Thursday, May 10, 2012

Tech Talk

Happy Thursday!  I feel like maybe I didn't explain my school well enough... ever.  Lemme tell you about it.

So it's an adult education type place that's a part of the county public school system, actually.  The program I'm in is called Network Support Techn..ician, which is what I'm evidently training to be.  Everyone in the class is doing something different, what NST does is it trains you to pass the A+ and N+ certification exams.  A+ is like for entry level PC repair; software, hardware, use, maintenance etc.  N+ is for networking.

It's set up as a at-your-own-pace come-in-and-study thing.  I've got a computer and some books and some exercise sheets and basically I just have at it.  The first segment was Windows Fundamentals, which was DOS and the A+ exam Software book.  Now I'm in repair, which is the Hardware book and a set of installation tasks.  After that it's like five sections of networking, which seems to be what everyone else is stuck in the middle of doing.

I made great time in the Software book, even through reading it twice and taking notes that are just for my own sake.  Windows is intuitive, and when you've spent as much time as I have using it, learning it isn't so far out of reach.

Hardware book, though, man.  The RAM chapter was sloooooow going, RIMMs and SIMMS and DDR2 DIMMS and SRAM and DRAM and SDRAM which is not a combination of the two.  I'm definitely going to have to read that whole thing again cover to cover in a few month's time.  For now I'm just slogging through to get the homework done so I can move on to the installations.

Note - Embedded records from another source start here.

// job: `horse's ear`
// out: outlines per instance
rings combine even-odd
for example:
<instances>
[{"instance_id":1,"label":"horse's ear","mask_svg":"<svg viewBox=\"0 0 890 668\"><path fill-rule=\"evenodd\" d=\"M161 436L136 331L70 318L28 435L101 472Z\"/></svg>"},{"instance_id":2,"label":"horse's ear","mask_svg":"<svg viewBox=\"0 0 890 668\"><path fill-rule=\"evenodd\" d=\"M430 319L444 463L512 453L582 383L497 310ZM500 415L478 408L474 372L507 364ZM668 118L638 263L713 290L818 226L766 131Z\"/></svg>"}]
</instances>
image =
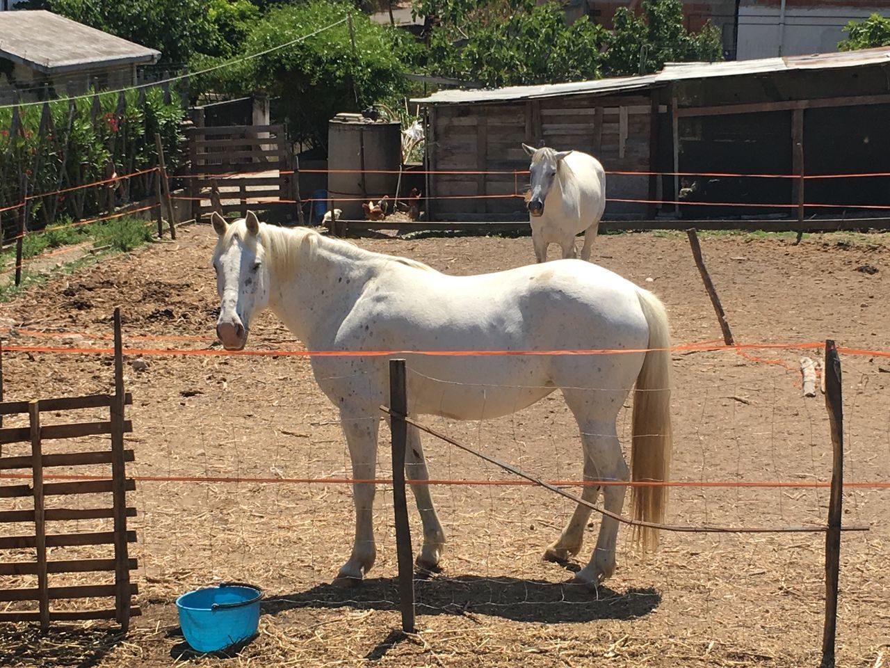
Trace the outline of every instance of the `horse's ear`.
<instances>
[{"instance_id":1,"label":"horse's ear","mask_svg":"<svg viewBox=\"0 0 890 668\"><path fill-rule=\"evenodd\" d=\"M256 236L260 233L260 221L253 211L247 212L247 215L244 216L244 222L247 225L247 232L251 234Z\"/></svg>"},{"instance_id":2,"label":"horse's ear","mask_svg":"<svg viewBox=\"0 0 890 668\"><path fill-rule=\"evenodd\" d=\"M214 230L215 230L216 233L221 237L225 234L225 231L229 229L229 224L226 223L225 218L215 211L210 215L210 222L214 225Z\"/></svg>"}]
</instances>

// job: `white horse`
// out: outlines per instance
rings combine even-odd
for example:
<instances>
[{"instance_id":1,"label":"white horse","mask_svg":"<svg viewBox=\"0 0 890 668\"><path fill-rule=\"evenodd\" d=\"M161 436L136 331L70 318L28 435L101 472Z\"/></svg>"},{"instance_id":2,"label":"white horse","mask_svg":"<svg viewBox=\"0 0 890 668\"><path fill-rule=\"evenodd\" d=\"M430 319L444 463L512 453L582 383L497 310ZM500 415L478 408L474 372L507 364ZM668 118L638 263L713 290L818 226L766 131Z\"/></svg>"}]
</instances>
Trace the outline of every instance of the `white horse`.
<instances>
[{"instance_id":1,"label":"white horse","mask_svg":"<svg viewBox=\"0 0 890 668\"><path fill-rule=\"evenodd\" d=\"M479 276L448 276L419 262L372 253L305 229L217 214L214 252L220 314L228 350L244 347L250 322L271 308L311 351L580 350L600 354L437 356L399 354L409 363L411 415L481 420L509 415L557 387L578 420L586 480L628 479L616 417L636 384L632 461L635 480L664 480L670 455L670 355L664 307L651 293L606 269L577 260ZM651 348L646 352L647 348ZM378 407L388 403L386 356L313 356L312 371L340 411L357 480L373 479ZM406 473L428 479L417 428L409 426ZM620 513L625 485L603 485L605 508ZM437 570L445 535L429 486L411 485L423 521L418 566ZM599 488L584 487L597 499ZM375 486L353 486L356 526L341 582L358 581L374 564ZM634 489L634 517L660 522L663 486ZM578 505L545 558L564 561L581 548L590 509ZM603 517L596 550L576 575L595 583L615 568L618 522ZM657 533L638 535L654 546Z\"/></svg>"},{"instance_id":2,"label":"white horse","mask_svg":"<svg viewBox=\"0 0 890 668\"><path fill-rule=\"evenodd\" d=\"M580 151L555 151L522 144L531 156L531 194L528 201L531 240L538 262L552 243L562 257L575 257L575 237L582 232L581 259L590 259L600 219L606 208L606 174L600 161Z\"/></svg>"}]
</instances>

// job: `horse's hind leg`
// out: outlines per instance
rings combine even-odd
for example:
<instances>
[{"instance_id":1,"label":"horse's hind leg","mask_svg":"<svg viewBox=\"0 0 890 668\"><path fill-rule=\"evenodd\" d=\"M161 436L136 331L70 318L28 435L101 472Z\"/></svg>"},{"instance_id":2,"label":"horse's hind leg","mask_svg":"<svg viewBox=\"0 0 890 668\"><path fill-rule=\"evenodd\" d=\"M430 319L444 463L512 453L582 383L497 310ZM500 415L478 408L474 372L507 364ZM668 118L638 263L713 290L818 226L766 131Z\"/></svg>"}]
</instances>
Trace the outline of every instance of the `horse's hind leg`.
<instances>
[{"instance_id":1,"label":"horse's hind leg","mask_svg":"<svg viewBox=\"0 0 890 668\"><path fill-rule=\"evenodd\" d=\"M575 257L578 257L576 255L576 252L575 252L575 236L574 235L570 235L570 236L567 237L566 239L562 240L562 241L560 243L560 246L562 247L562 259L563 260L574 259Z\"/></svg>"},{"instance_id":2,"label":"horse's hind leg","mask_svg":"<svg viewBox=\"0 0 890 668\"><path fill-rule=\"evenodd\" d=\"M594 460L587 454L587 446L585 445L584 480L587 482L596 480L597 478L596 467L594 466ZM588 503L595 503L599 491L599 487L587 485L581 491L581 498ZM583 503L578 504L575 512L572 513L571 518L569 520L569 524L562 529L562 534L544 552L545 560L562 564L580 551L581 543L584 542L584 528L587 525L591 509Z\"/></svg>"},{"instance_id":3,"label":"horse's hind leg","mask_svg":"<svg viewBox=\"0 0 890 668\"><path fill-rule=\"evenodd\" d=\"M595 396L594 396L595 394ZM599 480L628 480L630 472L618 440L615 429L616 415L612 414L612 412L617 413L617 410L615 411L610 410L611 406L620 407L622 405L627 392L563 390L562 395L565 396L566 403L578 420L580 428L585 454L585 479L589 479L589 466ZM627 489L627 485L603 485L605 509L615 515L620 515ZM587 493L587 490L595 490L595 488L585 487L585 493ZM581 498L589 501L590 494L586 497L585 493L582 493ZM595 498L595 491L594 495ZM583 534L584 523L576 525L573 524L573 520L576 517L580 520L584 512L587 513L584 516L584 522L587 521L590 509L587 508L584 510L581 508L577 509L572 519L570 520L565 531L563 531L562 536L551 546L551 550L554 547L566 549L574 547L573 540L580 548L580 535ZM575 574L575 582L595 583L610 577L615 572L615 542L618 538L618 520L606 516L603 517L596 548L594 550L594 554L587 565ZM561 544L563 537L565 537L565 542Z\"/></svg>"},{"instance_id":4,"label":"horse's hind leg","mask_svg":"<svg viewBox=\"0 0 890 668\"><path fill-rule=\"evenodd\" d=\"M590 262L590 249L594 246L594 240L596 239L596 232L599 231L600 222L596 221L587 231L584 232L584 246L581 247L581 259L587 262Z\"/></svg>"},{"instance_id":5,"label":"horse's hind leg","mask_svg":"<svg viewBox=\"0 0 890 668\"><path fill-rule=\"evenodd\" d=\"M413 425L408 426L408 442L405 448L405 475L409 480L429 480L426 459L420 442L420 430ZM417 555L417 567L425 571L440 570L439 561L445 549L445 532L439 522L439 516L433 505L430 485L412 485L414 499L424 525L424 545Z\"/></svg>"},{"instance_id":6,"label":"horse's hind leg","mask_svg":"<svg viewBox=\"0 0 890 668\"><path fill-rule=\"evenodd\" d=\"M349 455L352 460L352 477L356 480L373 480L376 469L377 431L379 420L374 415L369 418L356 419L356 413L346 415L341 412L340 424L349 445ZM374 483L355 483L352 485L352 500L355 503L355 541L352 554L340 572L337 581L355 582L368 574L376 558L376 545L374 542Z\"/></svg>"}]
</instances>

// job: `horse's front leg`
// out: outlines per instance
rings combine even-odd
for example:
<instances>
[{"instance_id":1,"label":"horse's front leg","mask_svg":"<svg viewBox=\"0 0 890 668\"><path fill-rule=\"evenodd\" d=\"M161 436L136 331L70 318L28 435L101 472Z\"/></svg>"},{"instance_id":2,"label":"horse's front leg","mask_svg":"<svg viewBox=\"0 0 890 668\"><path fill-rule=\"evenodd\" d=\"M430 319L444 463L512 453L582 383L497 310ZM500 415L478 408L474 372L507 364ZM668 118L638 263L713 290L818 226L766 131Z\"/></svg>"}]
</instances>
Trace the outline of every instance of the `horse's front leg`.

Because the books are great, they're very informative and laid out in an easy to understand way, and there's troubleshooting guides and tips and all sorts of INFORMATION that's going to be on the exams.  I don't learn too well in the abstract, though, so I'm reading more for awareness than full understanding at the moment.  Did I know what DDR stood for before?  No.  Could I tell you if you asked?  Maybe.  If I studied it again, would I remember?  Yes. 

At this point, for this half-baked information, I'm setting it aside in a half-baked pile.  In practice, when I research RAM or install RAM or have a conversation about RAM, it might come up, and in discussing it, the concept might very well become a little more baked.  And that's real learning.  The complete absorption of information.  Something you just know.  For me, it takes a lot of passes to get there.  And I do feel I have the time, and the general practice of dealing with computers is going to help it solidify a lot faster than just trying to read the same chapter fourteen times in a row.

Like muscle memory.  Only real memory.

Only like, not random access memory, like in my brain memory.

Yep.  So I've basically finished the Hardware book, too, only I spent all today and yesterday reading it, and I'm super burned out.  Like reading the same sentence for fifteen minutes without seeing a single word.  So I'm going to do something else tomorrow!  And that's the nice thing about at-your-own-pace, is you know what you need to achieve, and you have the tools to achieve it, but you can chose your method that suits you best.  And do it in your own time, and satisfy your own standards.

In conclusion, I have about two books worth of computer info in my head that I didn't have a month ago.  I've got a cute tool set and I know how to use 'em.  Onwards and upwards.